Complex instruction set computer

Examples of CISC architectures include complex mainframe computers to simplistic microcontrollers where memory load and store operations are not separated from arithmetic instructions.

The benefits of semantically rich instructions with compact encodings can be seen in modern processors as well, particularly in the high-performance segment where caches are a central component (as opposed to most embedded systems).

Of course, the fundamental reason they are needed is that main memories (i.e., dynamic RAM today) remain slow compared to a (high-performance) CPU core.

While many designs achieved the aim of higher throughput at lower cost and also allowed high-level language constructs to be expressed by fewer instructions, it was observed that this was not always the case.

One reason for this was that architects (microcode writers) sometimes "over-designed" assembly language instructions, including features that could not be implemented efficiently on the basic hardware available.

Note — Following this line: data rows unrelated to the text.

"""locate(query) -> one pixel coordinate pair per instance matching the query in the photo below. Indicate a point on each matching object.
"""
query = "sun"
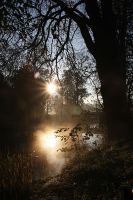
(51, 88)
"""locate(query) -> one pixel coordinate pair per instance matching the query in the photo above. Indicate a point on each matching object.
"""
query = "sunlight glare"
(51, 88)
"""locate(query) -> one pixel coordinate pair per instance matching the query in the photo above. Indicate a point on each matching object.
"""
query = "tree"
(29, 98)
(103, 27)
(74, 87)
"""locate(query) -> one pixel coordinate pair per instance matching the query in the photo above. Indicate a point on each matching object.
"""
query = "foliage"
(15, 176)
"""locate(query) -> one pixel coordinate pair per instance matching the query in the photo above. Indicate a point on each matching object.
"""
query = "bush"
(15, 176)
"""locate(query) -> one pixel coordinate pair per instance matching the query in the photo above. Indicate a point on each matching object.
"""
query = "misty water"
(48, 158)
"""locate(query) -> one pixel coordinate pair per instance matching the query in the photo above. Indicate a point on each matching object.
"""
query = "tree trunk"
(112, 74)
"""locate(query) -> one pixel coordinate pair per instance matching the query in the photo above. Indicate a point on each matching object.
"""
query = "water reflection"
(48, 161)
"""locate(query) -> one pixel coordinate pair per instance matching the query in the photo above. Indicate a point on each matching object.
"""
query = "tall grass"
(15, 176)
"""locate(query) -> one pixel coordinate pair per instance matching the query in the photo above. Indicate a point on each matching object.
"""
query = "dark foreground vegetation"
(100, 174)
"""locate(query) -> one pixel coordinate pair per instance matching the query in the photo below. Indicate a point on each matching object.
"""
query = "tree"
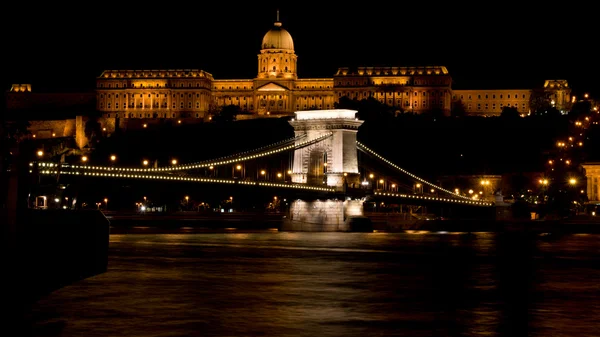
(579, 109)
(227, 113)
(92, 130)
(509, 112)
(539, 101)
(458, 109)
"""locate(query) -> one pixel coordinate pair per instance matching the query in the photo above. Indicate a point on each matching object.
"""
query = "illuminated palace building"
(122, 95)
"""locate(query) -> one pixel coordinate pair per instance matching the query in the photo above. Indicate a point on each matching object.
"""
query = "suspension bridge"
(330, 172)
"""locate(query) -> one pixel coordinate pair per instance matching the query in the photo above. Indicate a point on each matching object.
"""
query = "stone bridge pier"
(333, 162)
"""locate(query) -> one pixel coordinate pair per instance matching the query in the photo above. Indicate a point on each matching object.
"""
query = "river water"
(270, 283)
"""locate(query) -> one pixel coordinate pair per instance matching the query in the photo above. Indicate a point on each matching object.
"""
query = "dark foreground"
(270, 283)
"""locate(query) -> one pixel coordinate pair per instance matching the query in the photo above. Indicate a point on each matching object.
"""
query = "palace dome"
(277, 38)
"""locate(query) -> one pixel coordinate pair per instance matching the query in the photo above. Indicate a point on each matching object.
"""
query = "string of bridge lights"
(209, 163)
(367, 149)
(52, 169)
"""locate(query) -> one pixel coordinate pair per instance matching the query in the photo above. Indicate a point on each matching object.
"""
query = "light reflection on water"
(333, 284)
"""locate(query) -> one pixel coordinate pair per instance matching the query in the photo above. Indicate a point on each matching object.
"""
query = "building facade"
(123, 95)
(277, 91)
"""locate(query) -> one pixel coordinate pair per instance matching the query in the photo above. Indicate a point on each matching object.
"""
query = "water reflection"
(333, 284)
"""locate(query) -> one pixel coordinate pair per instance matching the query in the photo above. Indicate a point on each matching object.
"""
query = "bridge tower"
(332, 161)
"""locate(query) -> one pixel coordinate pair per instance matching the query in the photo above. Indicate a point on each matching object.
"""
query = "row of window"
(203, 84)
(132, 96)
(487, 96)
(141, 105)
(155, 115)
(487, 106)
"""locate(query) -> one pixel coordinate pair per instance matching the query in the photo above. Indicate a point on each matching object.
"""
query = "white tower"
(332, 161)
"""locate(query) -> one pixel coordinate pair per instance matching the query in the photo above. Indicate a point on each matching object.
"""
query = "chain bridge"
(329, 176)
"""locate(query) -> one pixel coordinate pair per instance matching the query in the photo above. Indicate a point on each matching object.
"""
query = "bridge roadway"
(298, 189)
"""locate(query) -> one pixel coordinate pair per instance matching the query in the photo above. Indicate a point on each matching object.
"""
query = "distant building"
(124, 97)
(276, 90)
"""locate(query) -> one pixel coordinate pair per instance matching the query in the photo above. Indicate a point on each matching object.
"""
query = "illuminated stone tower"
(334, 160)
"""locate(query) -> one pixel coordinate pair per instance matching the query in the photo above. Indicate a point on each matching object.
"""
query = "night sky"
(504, 45)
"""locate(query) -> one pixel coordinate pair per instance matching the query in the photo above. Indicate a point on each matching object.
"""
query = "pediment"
(272, 87)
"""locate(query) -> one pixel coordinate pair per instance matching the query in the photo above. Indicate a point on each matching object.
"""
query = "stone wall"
(323, 215)
(53, 128)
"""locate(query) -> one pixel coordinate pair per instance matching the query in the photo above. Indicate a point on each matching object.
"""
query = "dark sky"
(56, 46)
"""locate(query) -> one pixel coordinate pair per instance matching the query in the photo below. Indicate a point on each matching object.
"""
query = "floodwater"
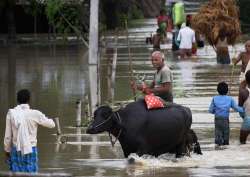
(57, 77)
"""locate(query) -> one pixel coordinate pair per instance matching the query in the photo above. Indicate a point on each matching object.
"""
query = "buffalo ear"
(106, 111)
(197, 148)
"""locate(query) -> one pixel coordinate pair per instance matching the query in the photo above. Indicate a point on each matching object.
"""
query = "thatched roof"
(216, 16)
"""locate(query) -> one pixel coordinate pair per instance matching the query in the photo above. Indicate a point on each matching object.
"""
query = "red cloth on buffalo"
(153, 101)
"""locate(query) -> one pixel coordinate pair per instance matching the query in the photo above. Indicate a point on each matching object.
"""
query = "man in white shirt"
(20, 138)
(186, 37)
(162, 84)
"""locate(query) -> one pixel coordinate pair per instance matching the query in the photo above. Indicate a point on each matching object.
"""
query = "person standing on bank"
(222, 51)
(186, 37)
(220, 107)
(244, 100)
(162, 83)
(244, 57)
(20, 138)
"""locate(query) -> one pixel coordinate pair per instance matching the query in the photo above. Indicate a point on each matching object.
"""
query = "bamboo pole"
(131, 76)
(58, 127)
(93, 55)
(113, 73)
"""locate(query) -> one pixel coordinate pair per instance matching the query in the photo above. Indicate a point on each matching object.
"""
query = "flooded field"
(57, 77)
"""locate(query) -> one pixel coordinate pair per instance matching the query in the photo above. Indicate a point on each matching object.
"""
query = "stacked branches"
(217, 16)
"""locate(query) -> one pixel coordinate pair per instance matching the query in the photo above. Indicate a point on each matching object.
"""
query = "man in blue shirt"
(220, 107)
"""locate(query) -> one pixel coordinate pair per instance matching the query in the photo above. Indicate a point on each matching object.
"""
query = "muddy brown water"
(57, 77)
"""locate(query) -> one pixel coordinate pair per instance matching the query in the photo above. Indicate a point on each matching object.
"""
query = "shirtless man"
(244, 57)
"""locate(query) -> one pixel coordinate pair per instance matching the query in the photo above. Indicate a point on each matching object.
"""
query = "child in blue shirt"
(220, 107)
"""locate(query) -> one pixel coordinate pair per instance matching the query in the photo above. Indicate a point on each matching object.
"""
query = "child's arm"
(236, 107)
(211, 107)
(238, 59)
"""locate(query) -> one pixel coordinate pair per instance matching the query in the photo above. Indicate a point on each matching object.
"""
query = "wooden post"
(59, 132)
(113, 73)
(78, 113)
(93, 55)
(86, 107)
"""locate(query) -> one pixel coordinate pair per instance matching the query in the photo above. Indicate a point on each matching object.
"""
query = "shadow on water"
(57, 77)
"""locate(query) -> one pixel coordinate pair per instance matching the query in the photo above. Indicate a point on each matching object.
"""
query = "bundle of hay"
(215, 16)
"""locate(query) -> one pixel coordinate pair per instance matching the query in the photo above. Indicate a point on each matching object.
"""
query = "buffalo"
(143, 131)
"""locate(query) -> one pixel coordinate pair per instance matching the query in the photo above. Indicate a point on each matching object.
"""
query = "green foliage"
(135, 12)
(244, 6)
(64, 17)
(34, 8)
(121, 10)
(52, 10)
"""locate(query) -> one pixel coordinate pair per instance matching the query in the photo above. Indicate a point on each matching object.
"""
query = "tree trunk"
(10, 15)
(151, 8)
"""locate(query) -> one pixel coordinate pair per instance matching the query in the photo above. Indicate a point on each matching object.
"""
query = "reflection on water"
(57, 76)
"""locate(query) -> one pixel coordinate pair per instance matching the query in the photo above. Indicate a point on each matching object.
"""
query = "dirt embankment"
(150, 8)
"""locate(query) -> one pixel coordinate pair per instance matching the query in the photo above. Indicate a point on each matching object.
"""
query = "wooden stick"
(59, 132)
(130, 60)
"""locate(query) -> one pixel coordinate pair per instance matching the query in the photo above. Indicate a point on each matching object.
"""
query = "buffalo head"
(102, 120)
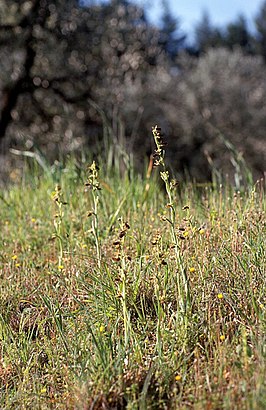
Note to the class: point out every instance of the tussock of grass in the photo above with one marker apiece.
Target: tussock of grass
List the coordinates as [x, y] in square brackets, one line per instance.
[90, 312]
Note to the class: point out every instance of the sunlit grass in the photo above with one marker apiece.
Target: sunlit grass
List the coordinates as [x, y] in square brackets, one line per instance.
[90, 293]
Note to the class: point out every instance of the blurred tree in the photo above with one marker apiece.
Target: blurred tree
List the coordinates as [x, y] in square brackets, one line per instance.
[237, 34]
[56, 57]
[206, 35]
[171, 40]
[260, 22]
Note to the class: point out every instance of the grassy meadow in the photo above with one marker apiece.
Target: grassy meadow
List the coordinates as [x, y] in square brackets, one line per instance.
[122, 291]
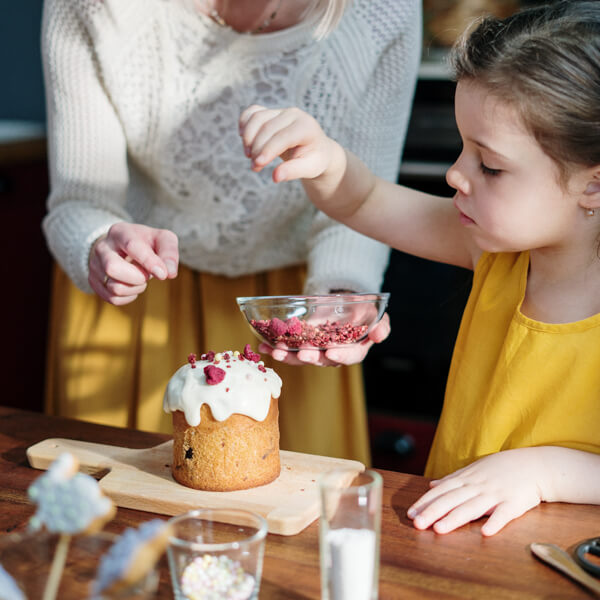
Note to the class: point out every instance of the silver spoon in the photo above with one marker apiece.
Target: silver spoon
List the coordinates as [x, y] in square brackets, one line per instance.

There could, for instance, be "side effects" (above conventional flags), such as the setting of a register or memory location that was perhaps seldom used; if this was done via ordinary (non duplicated) internal buses, or even the external bus, it would demand extra cycles every time, and thus be quite inefficient.

Even in balanced high-performance designs, highly encoded and (relatively) high-level instructions could be complicated to decode and execute efficiently within a limited transistor budget.

Such architectures therefore required a great deal of work on the part of the processor designer in cases where a simpler, but (typically) slower, solution based on decode tables and/or microcode sequencing is not appropriate.

In the early 1970s, this gave rise to ideas to return to simpler processor designs in order to make it more feasible to cope without (then relatively large and expensive) ROM tables and/or PLA structures for sequencing and/or decoding.

The frequent memory accesses for operands of a typical CISC machine may limit the instruction-level parallelism that can be extracted from the code, although this is strongly mediated by the fast cache structures used in modern designs, as well as by other measures.

Due to inherently compact and semantically rich instructions, the average amount of work performed per machine code unit (i.e. per byte or bit) is higher for a CISC than a RISC processor, which may give it a significant advantage in a modern cache-based implementation.